Les Grands Inconnus

Nous sommes les héritiers de tous les corps qui nous ont précédés.

A qui sont ces corps de soldats posant en majesté dans de vieux cadres désuets ? Ces hommes qui, par la photographie, ont souhaités s’immortaliser avant leur départ au front. Des images posthumes, parfois grandiloquentes, où riches et pauvres posent de la même manière, héroïques. 100 ans plus tard, leur arrivée dans les barricades des bric à brac, des vides greniers, signe leur abdication. Leur propre famille rompt le travail de mémoire. Ces portraits défaits interrogent l’état de notre mémoire collective. Nous ne connaissons rien de la guerre, quand nous les regardons, point d’odeurs, si ce n’est celle du vieux bois, de la poussière. Spontanément, des sons, des mouvements résonnent en nous, semblent appartenir à ces images : ce sont ceux des films de cinéma qui dans leur ressemblance, nous divertissent d’explosions de mortier, de cris, de râles, de la fumée chaotique du champs de bataille devant notre fauteuil. Que peut une image documentaire face à notre cinémathèque ? Regarder ces portraits c’est voir autre chose que ce qu’ils représentent. L’individu est absent de son image. Le rejoindre demande un effort, d’en reconstruire l’histoire, le contexte. Qui plus est aujourd’hui, ces images sont des films que l’on ne regarde plus, passé de mode, ennuyeux, leurs mises en scènes sont désuètes.
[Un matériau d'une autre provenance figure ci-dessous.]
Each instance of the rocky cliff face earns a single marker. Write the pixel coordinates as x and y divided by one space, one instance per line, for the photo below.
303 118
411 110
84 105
Dans Les grands inconnus, j’ai eu envie de replacer ces hommes sur les murs, leur mur. J’ai travaillé par palimpseste sur les vitres de ces portraits pour ne pas les endommager. Ils disparaissent ainsi sous l’esthétique de dizaines de millier de coquillages collés sérés, peints en noir. De ces hommes on ne verra plus les visages. De l’un on ne verra les pieds, d’un autre une main tenant une cigarette etc. Seules les attitudes en uniforme de ces corps sans tête renseignent des personnages. Cette étrangeté n’appartient pas à notre cinéma, la curiosité, les questions peuvent revenir. Avec ce retour, ces hommes sont réhabilités. Force de fiction, d’une nouvelle esthétique, ramènent ici à nous l’image documentaire.

MEDIUM
Sculpture

TECHNIQUE

Technique mixte: photographies de poilus encadrées trouvées au puces, coquillages, peinture noire.